Obviously ideally I'll fix whatever is causing the timeout, but also it'd be great if we didn't lose track of the one-and-only terminal status update. Two thoughts:

Originally we (I?) chose to ack the status update before running the callback since the callback could block the consumer thread for an extended amount of time, but this is maybe against the spirit of the ack in the first place, since it has not actually "handled" the message at that point other than to decode it.
#9911 would be a solution to this.

Mar 19 '24 12:03 natefoo

The AMQP heartbeat is now configurable (https://github.com/galaxyproject/pulsar/pull/357) although that was not the cause of the error nor was it likely to cause the job loss even if it was.

Setting tcp_keepalives_idle on the DB server (https://github.com/galaxyproject/infrastructure-playbook/commit/c782c589557e95a51b2c7103e67e2dea3fc89f1f) appears to have fixed the timeout issue, which has maybe been caused by an intermediate firewall closing the connection, since the VGP instance has job handler threads with potentially long idle periods.

Apr 01 '24 14:04 natefoo

This is good news.
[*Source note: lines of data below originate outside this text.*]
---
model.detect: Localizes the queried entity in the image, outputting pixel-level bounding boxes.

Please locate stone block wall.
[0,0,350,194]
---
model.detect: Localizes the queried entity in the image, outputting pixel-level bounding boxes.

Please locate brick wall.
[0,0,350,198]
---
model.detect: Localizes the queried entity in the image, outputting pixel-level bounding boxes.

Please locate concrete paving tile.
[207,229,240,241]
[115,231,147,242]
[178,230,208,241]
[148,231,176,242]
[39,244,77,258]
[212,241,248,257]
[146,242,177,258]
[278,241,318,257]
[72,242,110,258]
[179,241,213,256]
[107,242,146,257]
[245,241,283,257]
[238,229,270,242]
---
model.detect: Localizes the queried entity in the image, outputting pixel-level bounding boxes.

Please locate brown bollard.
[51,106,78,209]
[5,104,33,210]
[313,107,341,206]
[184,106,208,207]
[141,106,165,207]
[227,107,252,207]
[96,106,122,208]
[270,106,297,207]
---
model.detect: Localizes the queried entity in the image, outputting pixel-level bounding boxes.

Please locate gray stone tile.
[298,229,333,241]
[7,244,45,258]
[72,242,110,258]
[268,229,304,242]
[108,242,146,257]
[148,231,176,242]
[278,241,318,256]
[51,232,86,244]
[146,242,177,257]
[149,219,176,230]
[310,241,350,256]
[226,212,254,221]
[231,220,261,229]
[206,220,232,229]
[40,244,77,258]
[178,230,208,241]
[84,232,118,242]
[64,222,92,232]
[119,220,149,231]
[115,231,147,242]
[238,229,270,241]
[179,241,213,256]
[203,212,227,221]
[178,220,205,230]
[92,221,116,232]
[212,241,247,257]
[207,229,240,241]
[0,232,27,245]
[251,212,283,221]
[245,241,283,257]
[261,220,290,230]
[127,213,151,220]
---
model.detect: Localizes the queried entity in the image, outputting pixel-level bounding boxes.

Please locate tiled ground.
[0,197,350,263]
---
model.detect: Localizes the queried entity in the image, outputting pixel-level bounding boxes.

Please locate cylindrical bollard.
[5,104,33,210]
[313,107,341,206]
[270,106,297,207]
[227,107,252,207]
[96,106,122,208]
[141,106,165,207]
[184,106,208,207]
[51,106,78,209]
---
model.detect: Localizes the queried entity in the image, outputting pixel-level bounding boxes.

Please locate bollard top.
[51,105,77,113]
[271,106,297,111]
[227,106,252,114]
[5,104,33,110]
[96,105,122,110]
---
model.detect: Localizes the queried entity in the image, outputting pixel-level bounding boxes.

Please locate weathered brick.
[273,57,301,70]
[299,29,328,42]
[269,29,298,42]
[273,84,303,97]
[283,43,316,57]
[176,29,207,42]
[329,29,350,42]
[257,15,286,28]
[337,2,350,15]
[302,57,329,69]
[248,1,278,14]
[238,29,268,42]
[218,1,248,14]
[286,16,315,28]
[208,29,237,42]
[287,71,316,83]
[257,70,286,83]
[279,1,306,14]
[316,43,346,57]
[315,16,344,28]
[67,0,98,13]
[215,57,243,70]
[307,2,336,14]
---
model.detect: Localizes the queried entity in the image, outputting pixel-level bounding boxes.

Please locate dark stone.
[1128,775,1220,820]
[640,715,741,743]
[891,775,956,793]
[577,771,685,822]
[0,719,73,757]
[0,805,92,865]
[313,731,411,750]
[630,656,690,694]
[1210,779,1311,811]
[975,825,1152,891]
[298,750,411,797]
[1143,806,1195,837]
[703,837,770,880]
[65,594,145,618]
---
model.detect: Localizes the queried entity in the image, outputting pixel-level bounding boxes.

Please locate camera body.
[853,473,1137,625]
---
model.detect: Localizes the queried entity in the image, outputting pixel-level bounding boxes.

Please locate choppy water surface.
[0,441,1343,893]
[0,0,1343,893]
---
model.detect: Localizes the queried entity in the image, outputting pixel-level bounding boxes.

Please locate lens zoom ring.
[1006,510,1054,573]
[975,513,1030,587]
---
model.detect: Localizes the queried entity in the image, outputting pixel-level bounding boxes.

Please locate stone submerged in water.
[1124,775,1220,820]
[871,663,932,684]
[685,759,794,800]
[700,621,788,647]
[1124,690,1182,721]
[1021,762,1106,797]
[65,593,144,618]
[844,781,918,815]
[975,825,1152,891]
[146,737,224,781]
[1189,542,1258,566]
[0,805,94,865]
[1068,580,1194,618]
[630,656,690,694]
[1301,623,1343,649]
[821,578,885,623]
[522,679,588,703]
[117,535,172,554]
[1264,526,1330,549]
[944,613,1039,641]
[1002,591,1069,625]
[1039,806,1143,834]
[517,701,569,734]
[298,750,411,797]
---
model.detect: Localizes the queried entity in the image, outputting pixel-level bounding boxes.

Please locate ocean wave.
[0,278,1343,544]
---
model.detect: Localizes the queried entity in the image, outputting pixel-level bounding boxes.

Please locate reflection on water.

Together with the new database server, more efficient job queries and generally decreased database load I would think this shouldn't happen again. I'm not sure if it is worth implementing an in-memory queue on the pulsar job handler side that would let us re-try changing the job state once the database has recovered from errors. Have you seen any other cases of lost jobs (or lost status updates) recently ?

Apr 07 '24 12:04 mvdbeek

Not on the VGP instance, but I do still get them on the Main instances. I need to fix log storage on the handler VMs to see what's going on though and haven't had a chance to do that yet.

Apr 09 '24 18:04 natefoo

Hi, are there any news about this issue ? I'm getting similar problem with usegalaxy.eu when sending test jobs to my pulsar instance. Some of the jobs are getting stuck in running state although pulsar claims that status update message 'complete' was published and the output file contents are OK. Galaxy version at usegalaxy.eu is 24.0.3.dev0 and my pulsar version is 0.15.6.

May 21 '24 05:05 astalosj